My read is that the prospective sale of the television properties was Robert Allbritton’s call. Television was his father’s business. WJLA carries his father’s initials. When Joe passed away last December, at 87, his son was freed up to devote himself to expand his role as a new-media entrepreneur.
But divesting the nine television stations does carry risk. They were a reliable source of revenue, especially in political years. Last year Allbritton Communications reported $214 million in revenue. That number hovered around $200 million the previous two years.
Television stations in large and small markets are hot properties these days, and there are no shortage of buyers. Big owners got bigger in 2012, according to the Pew Research Center’s Project for Excellence in Journalism. Sinclair Broadcasting Group, which owns the most local TV stations of any group, acquired six more for $412.5 million, Pew reported. LIN Media, the second largest ownership group, acquired 13 stations for $330 million.

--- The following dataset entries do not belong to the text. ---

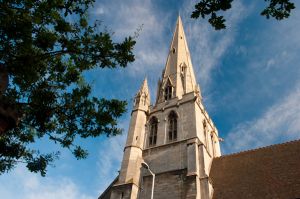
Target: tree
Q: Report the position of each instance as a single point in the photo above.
(278, 9)
(45, 46)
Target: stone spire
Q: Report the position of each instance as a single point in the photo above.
(178, 71)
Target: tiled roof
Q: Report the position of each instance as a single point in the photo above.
(271, 172)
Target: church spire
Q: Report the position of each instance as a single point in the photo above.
(178, 77)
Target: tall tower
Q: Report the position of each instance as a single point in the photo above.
(175, 136)
(127, 185)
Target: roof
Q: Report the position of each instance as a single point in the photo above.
(269, 172)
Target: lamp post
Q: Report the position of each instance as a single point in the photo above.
(146, 166)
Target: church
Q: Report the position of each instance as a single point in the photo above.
(173, 147)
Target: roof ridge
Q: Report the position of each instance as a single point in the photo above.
(256, 149)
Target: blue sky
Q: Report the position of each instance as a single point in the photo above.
(248, 73)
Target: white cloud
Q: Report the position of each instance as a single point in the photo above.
(110, 157)
(21, 184)
(279, 123)
(207, 45)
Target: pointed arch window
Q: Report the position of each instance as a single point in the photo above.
(172, 126)
(168, 92)
(153, 131)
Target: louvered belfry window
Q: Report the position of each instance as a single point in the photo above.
(172, 126)
(153, 131)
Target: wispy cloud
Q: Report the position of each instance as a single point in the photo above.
(281, 122)
(136, 16)
(110, 157)
(22, 184)
(207, 46)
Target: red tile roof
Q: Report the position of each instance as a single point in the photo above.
(271, 172)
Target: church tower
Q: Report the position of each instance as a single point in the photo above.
(175, 136)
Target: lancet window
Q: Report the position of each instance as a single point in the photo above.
(172, 126)
(153, 131)
(168, 92)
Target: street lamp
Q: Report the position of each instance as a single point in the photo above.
(146, 166)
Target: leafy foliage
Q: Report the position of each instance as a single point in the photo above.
(45, 46)
(278, 9)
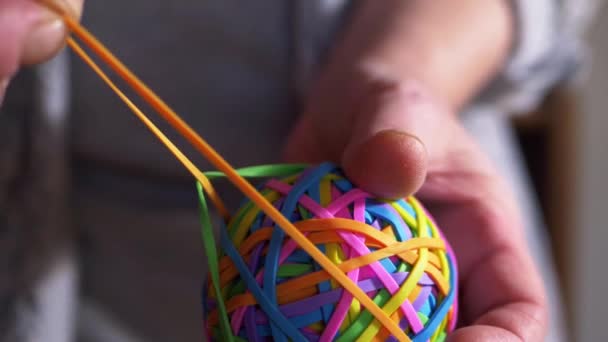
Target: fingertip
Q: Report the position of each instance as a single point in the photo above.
(391, 164)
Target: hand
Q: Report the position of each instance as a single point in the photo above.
(29, 34)
(394, 139)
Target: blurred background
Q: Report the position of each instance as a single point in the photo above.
(566, 151)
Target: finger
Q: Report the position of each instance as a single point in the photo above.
(30, 33)
(501, 290)
(393, 139)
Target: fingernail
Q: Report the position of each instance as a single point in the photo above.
(44, 39)
(3, 86)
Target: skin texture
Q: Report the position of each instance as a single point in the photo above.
(30, 34)
(385, 107)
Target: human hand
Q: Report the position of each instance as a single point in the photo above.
(394, 139)
(29, 33)
(385, 108)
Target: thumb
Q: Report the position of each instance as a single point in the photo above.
(393, 138)
(30, 32)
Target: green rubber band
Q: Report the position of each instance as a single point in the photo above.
(364, 320)
(212, 260)
(260, 171)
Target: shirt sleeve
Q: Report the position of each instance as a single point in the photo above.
(548, 49)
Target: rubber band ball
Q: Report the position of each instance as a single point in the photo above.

Allbritton owns three stations in Alabama together with others in Harrisburg, Little Rock, Arkansas, Tulsa, Oklahoma, and Lynchburg, Virginia. No doubt Allbritton’s flagship Washington, DC, stations—ABC affiliate WJLA and its companion all-news cable station, NewsChannel 8—will bring the highest price. A very rough estimate, based on previous sales and industry executives, is that Allbritton’s TV holdings are worth in the neighborhood of $500 million.
Where would Allbritton put the cash?
Word inside his company is that he would expand Politico’s website and seek other companies, new or existing, that are digital news publications. Sounds vague, but one thing is certain: Robert Allbritton will take a personal role in divesting the television stations, since he’s been overseeing them since 1996 and knows the market.